L’aptitude si particulière de vivre les événements autrement. L’occasion de rappeler à quel point, les esprits des hommes ne se mélangent pas. Par un jeu de l’esprit, ou d’une réponse à l’appel des sirènes, la réalité est distordue. Jamais on aura autant séduit en restant inactif.

Corollaire : on n’est jamais autant victime de la séduction que lorsque l’on est le principal auteur.

A force de plaire, on finit inéluctablement par mentir. Donner ce que l’autre attend, sans autre but que de se repaître d’une carcasse. Vidée, elle n’offrira aucune résistance.

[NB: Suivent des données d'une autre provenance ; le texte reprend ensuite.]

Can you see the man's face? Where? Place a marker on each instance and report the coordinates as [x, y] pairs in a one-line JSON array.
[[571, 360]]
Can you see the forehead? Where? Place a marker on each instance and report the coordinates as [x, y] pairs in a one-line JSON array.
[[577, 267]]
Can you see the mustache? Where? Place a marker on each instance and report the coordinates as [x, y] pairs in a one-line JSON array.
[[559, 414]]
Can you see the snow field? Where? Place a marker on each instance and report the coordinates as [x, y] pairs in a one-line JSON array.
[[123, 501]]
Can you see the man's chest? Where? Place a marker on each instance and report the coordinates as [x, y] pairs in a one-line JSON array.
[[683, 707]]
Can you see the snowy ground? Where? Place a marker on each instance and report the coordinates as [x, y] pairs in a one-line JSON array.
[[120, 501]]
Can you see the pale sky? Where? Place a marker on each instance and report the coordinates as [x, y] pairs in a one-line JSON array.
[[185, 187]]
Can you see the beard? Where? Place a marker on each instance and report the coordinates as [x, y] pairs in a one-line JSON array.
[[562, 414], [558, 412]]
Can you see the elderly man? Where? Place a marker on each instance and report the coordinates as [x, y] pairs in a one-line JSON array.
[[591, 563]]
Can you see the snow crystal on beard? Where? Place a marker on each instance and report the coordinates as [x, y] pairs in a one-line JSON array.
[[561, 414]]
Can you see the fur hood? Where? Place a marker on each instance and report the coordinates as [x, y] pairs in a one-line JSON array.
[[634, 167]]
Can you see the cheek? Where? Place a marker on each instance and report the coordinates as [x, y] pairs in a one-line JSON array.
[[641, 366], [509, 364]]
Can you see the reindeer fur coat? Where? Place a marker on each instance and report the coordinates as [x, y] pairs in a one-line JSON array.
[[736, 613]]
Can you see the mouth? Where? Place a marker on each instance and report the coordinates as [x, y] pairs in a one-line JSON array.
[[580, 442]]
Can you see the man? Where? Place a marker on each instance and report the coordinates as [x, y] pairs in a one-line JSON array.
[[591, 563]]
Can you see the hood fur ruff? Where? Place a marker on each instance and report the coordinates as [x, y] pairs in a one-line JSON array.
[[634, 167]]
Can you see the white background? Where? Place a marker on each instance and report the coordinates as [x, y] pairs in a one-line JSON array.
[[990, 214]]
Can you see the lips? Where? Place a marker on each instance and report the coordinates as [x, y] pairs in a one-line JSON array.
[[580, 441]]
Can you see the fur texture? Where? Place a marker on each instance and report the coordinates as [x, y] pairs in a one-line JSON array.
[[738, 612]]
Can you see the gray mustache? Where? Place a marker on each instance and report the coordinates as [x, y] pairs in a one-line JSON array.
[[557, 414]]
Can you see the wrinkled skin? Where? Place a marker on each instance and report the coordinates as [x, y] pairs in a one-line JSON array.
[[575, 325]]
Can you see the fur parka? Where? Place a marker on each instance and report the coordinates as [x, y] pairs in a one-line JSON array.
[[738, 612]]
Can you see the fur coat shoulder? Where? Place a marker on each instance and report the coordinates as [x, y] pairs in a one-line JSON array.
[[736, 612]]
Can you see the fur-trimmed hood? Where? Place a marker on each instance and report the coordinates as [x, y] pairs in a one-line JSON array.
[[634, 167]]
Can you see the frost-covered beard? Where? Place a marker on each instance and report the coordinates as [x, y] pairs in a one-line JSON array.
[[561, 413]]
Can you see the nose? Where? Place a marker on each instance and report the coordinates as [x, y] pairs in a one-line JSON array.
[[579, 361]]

Se ment-on ? Et alors. A quoi bon ? Laissez-moi le temps d’une dizaine de battements de croire à la réalité distordue.

On aurait voulu fuir la chasse, ne jamais se saisir du fusil, la proie tellement délicieuse.

«Promis», expulsera-t-il de manière expiatoire. Ne pas avoir, ne pas avoir. La possession avait déjà tué le désir. Il baissa donc son arme… et attendit que la proie ne se relève pour l’abattre de sang froid.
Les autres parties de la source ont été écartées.